La economía de mercado, basada en el individualismo y el poder del dinero, es una turbina de inestabilidad y exclusión. La precariedad y el paro son hechos derivados de la desigualdad y el poder, sin embargo, políticos y economistas los presentan como fenómenos naturales. De esta forma, el sufrimiento de la gente no parece tener ningún responsable y queda fuera del debate político.
 
Aunque la explotación y la pobreza tienen su origen en el mercado, éste aparece como la única manera en que las personas podemos vivir en paz.

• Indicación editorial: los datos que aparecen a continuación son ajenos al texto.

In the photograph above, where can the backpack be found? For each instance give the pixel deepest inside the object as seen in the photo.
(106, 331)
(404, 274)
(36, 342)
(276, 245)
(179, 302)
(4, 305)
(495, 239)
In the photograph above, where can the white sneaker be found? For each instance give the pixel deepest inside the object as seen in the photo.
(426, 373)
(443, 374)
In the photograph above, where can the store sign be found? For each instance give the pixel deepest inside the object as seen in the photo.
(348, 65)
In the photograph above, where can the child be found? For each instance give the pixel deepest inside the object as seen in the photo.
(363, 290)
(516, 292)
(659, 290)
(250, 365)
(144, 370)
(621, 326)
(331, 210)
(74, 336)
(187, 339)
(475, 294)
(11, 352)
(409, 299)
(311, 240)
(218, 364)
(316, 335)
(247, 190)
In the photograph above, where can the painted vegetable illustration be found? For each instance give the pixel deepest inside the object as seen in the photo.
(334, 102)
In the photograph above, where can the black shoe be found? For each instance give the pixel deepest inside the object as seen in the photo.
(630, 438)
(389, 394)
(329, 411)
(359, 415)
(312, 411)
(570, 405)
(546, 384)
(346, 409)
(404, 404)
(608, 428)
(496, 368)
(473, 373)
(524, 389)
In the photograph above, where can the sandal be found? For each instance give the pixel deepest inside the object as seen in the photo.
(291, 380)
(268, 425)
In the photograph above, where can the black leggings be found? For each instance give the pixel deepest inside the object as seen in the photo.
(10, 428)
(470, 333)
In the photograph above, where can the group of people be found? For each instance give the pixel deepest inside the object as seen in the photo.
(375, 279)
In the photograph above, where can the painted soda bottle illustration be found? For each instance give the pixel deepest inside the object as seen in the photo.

La economía de mercado está fracasada, pero la democracia de mercado nos la presenta como algo inmodificable. La aparente despolitización de la economía explica el dominio del beneficio privado sobre la sociedad, mientras el parlamento finge representar la voluntad popular. La Europa del Euro legitima y refuerza este funcionamiento.
 
La esfera de lo público se divide en dos campos. Uno, el de la administración de una economía de mercado que consagra la impunidad de banqueros y especuladores. Otro, el de la mecánica parlamentaria, cómplice de la economía. La democracia como ideología impone la lectura sesgada de los derechos constitucionales: los del capital se aseguran con mano de hierro, mientras que los de l@s trabajador@s, las mujeres y los pueblos son una mera declaración de intenciones.
 
El estado social -en demolición- no pretende eliminar la pobreza sino socorrer a los pobres. No combate las causas de la desigualdad de los individuos, sino algunas de sus consecuencias. Frente al aumento de la precariedad y la pobreza, los neoliberales piden más mercado y los socialdemócratas más estado, pero ambos aceptan el mercado y la persecución del beneficio privado como el principio constitutivo de la economía y de las relaciones sociales. Por eso, tanto la derecha como la izquierda capitalista forman parte del problema.
 
En el último cuatrimestre de 2012, el mercado ha destruido 8.500 puestos de trabajo diarios, al igual que sucedió en el último cuatrimestre de 2009 y el primero de 2010. Las personas desempleadas han pasado de 2,1 millones en 2007 a 6 millones en enero de 2013. Las atendidas por la beneficencia, en el mismo periodo, se han multiplicado por cinco, pasando de 350.000 a 1.800.000. Las soluciones de nuestras autoridades son puestos de trabajo en el juego, la especulación, la prostitución, el tráfico de drogas y la emigración.
 
Cuando las mayorías sociales cuestionamos la economía de mercado por sus consecuencias destructivas, estamos planteando el problema del poder. Los poderosos, una vez más, nos amenazan con la confrontación civil. Es el momento de la movilización de las mayorías en defensa de la democracia, la justicia social y la paz, secuestradas por los mercaderes y sus políticos a sueldo. Para que la participación social tenga capacidad de cambio debe confluir en una voluntad constituyente económica, ecológica, social y feminista.